I am perplexed by him for a whole range of reasons, which include his crocodile leather bag design for Louis Vuitton, his “eco-friendly” house (that I think he has since sold) and his music.
I was living in Korea when Happy was released. It was played at every school event that year (and the next few years also) and was only rivalled in the noraebang (karaoke) bars by Frozen’s ‘Let It Go’ and Bruno Mars ‘Just the Way You Are’). Yet, unlike ‘Let it Go’,, which I really did want to let go of, I never bored - and have never bored - of clapping to Happy.
Pharrell, obviously, has been interviewed a stack of times about his mega hit. I’ve read/listened to many of these interviews and I’ve taken away two messages:
If at first you don’t succeed, try again. Happy was his 10th attempt!
Pharrell seems to genuinely believe that happiness - and the power of happiness that can be derived from music - can change the world because it succeeds in bringing people together.
I’m going to skip over the first point, not because it is not important but because the second point - happiness from music - is more relevant for this story.
This quote sums up how Pharrell thinks about the effect of music:
It’s easy to forget how the power of music can prove how similar we are as human beings by taking us all to a common place, a shared feeling, an emotion or an understanding of something that is often inexplicable. It can make us all smile — and few things on this earth are as beautiful.

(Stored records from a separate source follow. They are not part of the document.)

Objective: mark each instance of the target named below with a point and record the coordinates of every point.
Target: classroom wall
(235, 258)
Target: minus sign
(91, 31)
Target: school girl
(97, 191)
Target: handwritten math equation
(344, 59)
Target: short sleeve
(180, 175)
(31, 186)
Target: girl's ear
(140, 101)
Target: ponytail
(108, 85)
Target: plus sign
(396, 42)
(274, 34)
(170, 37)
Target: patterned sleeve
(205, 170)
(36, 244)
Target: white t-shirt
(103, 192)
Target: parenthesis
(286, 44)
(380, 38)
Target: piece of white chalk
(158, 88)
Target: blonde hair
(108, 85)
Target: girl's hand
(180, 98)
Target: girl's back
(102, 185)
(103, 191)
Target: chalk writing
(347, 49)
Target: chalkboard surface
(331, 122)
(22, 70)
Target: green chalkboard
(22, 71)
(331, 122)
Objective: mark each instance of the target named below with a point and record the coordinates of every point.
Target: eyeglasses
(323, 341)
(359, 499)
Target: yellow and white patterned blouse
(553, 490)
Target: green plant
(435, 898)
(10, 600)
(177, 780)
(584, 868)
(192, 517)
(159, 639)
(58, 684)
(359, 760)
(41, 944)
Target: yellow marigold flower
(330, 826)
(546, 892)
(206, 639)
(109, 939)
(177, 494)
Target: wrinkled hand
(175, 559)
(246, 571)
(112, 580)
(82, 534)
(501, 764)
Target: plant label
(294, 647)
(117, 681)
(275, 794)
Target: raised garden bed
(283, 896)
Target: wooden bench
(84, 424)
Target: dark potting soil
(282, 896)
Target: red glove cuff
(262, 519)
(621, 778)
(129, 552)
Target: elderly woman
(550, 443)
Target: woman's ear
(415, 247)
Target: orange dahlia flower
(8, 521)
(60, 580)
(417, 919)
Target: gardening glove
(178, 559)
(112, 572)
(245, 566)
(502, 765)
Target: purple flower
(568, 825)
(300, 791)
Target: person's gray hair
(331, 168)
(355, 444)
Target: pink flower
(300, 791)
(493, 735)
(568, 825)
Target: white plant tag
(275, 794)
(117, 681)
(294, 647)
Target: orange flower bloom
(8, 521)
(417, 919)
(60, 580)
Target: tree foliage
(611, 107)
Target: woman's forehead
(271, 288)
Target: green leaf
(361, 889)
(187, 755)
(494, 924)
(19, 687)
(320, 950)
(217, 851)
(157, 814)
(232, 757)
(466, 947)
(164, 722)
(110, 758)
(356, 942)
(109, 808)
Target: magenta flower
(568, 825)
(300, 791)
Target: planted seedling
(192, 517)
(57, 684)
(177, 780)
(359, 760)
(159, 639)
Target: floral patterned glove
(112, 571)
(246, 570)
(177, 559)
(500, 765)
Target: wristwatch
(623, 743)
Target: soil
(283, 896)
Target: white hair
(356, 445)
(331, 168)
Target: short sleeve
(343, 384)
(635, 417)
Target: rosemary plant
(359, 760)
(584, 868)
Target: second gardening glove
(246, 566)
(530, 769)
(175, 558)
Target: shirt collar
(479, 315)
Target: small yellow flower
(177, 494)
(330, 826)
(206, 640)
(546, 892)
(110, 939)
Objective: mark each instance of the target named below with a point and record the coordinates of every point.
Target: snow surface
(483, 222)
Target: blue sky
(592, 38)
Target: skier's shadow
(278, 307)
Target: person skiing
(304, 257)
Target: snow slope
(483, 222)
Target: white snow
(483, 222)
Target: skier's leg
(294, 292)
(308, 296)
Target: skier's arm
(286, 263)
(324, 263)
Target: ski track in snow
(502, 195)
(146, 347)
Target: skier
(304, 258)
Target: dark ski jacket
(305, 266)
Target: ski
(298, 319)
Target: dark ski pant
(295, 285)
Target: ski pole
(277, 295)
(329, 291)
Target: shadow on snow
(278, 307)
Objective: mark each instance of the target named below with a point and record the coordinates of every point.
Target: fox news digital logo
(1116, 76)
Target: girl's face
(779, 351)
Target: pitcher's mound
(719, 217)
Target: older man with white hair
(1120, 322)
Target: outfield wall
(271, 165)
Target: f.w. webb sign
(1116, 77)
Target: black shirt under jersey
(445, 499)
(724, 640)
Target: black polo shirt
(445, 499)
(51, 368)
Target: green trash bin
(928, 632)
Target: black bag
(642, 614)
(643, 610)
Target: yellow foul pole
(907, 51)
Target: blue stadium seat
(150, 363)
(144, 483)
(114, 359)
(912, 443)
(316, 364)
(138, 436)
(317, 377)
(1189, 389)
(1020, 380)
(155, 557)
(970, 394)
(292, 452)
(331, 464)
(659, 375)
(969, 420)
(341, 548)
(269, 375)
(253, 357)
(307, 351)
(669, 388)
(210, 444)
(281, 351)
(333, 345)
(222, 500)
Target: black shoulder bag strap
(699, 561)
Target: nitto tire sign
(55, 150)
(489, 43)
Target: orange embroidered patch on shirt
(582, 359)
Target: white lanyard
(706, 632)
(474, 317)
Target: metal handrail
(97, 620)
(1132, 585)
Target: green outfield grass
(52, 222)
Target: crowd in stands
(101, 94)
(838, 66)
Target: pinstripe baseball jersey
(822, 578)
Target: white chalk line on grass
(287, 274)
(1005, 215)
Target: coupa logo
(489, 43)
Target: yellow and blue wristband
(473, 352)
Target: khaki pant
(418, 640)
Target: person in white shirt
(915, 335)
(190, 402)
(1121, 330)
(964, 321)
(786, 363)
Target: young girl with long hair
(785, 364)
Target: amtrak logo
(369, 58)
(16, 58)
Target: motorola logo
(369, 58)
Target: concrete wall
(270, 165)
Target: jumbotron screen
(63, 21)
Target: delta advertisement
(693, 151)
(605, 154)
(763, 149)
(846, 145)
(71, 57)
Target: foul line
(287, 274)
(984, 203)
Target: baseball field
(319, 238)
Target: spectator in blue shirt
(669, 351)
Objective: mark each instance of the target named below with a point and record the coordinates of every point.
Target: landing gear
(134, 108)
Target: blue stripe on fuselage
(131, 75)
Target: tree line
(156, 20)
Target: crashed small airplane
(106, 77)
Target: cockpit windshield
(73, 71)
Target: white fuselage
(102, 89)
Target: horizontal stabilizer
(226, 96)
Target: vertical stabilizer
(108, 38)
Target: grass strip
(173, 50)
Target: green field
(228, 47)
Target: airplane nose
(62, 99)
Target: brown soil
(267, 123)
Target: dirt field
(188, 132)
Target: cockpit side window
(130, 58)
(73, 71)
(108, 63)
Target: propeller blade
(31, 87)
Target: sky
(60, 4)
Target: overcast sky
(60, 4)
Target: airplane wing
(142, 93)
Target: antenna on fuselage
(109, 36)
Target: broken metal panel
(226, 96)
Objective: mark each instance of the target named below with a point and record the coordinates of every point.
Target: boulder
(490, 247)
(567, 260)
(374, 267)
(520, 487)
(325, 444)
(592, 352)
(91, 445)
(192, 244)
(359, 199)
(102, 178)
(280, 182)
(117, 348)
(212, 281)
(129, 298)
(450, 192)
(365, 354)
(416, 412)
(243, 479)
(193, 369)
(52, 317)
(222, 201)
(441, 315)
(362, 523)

https://www.nytimes.com/2014/12/04/opinion/pharrell-williams-on-the-happy-phenomenon.html
I really love this and I think it is why I seem to always want to include music at the end of these newsletters - the feelings that a song gives someone is probably way more powerful than the words.
So what if we could take this philosophy outside of music? What if we could bring that sense of emotion - that happy vibe - to the spices we eat and the clothes we wear? I think that could only be a good thing because, in my opinion, happiness breeds both contentedness (so we slow down with crazy consumption) and curiosity - the two personality traits which our world desperately needs more of.
So yes, it might sound crazy what I’m about to say, but it’s my responsibility to repeat it. Go ahead, feel like a room without a roof. No boundaries, no limits, no restrictions. Dance like no one’s watching, smile like love and believe that happiness can change the world.
https://www.nytimes.com/2014/12/04/opinion/pharrell-williams-on-the-happy-phenomenon.html
Curiosity. Contendness. Happy.
jb
So many things I want to comment on this! I’ve never thought about my spices - that’s such an interesting connection and angle to think about clothing - and I think everyone in the world must remember exactly where they were when Happy was a global sensation. It’s so funny how vivid my memories are too for where I was when that song just never stopped (in drawing class at Parsons).